John Diamond was a journalist and broadcaster, perhaps better known for being married to Nigella Lawson.   His 'cancer journey' was pretty horrendous from start to finish but he kept his perspective, and writes so clearly about  his experience that it moved me deeply.   

Diamond (like me) hated being described as fighting a 'battle' or being 'brave' and writes of his desire to whinge, moan and just give up.
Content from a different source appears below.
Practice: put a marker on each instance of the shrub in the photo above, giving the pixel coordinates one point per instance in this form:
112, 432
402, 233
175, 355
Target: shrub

He also writes hilariously of the policy of 'partial disclosure' most oncologists follow, meaning that they just give you enough information progressively to be going on with, not the whole box and dice (because that would be just too overwhelming). 





This book only peripherally touches on cancer in one chapter when it looks at the 'positive thinking' mantra which plagues so many with serious illness (as in, if you think positive you will be cured, when in fact that has not been proved to be the case) but otherwise reviews the history of positive thinking in the US and forensically dissects the downside of such an approach.   I am all for being optimistic but to me the idea that thinking positively can bring me money, fame or good health for ever is ludicrous.   She also writes scathingly of the infantilisation of breast cancer, and in reference to the teddy bear she was given as part of a support group care package asks if men with prostate cancer are given Matchbox toy cars? 

And finally, I have been avidly reading this man's series of articles published by Vanity Fair:




Like or loathe Christopher Hitchens you would not wish Stage IV oesophagal cancer on your worst enemy.  And he has finally lost his voice, and writes brilliantly and movingly of the pain this causes him, and the importance of being able to voice one's thoughts here. 

I read just a day or so ago that Hitchens has won an award for his cancer writings.  Very well deserved.  I so feel for him.  





Weird chemo side effect no 467:  bye bye big toe nails, baby bye bye.  Yes it's true. I can cope with this I think as I lost one when I dropped a tray on my toe on New Year's Day 2000.   But I wasn't expecting it. Isn't life unpredictable?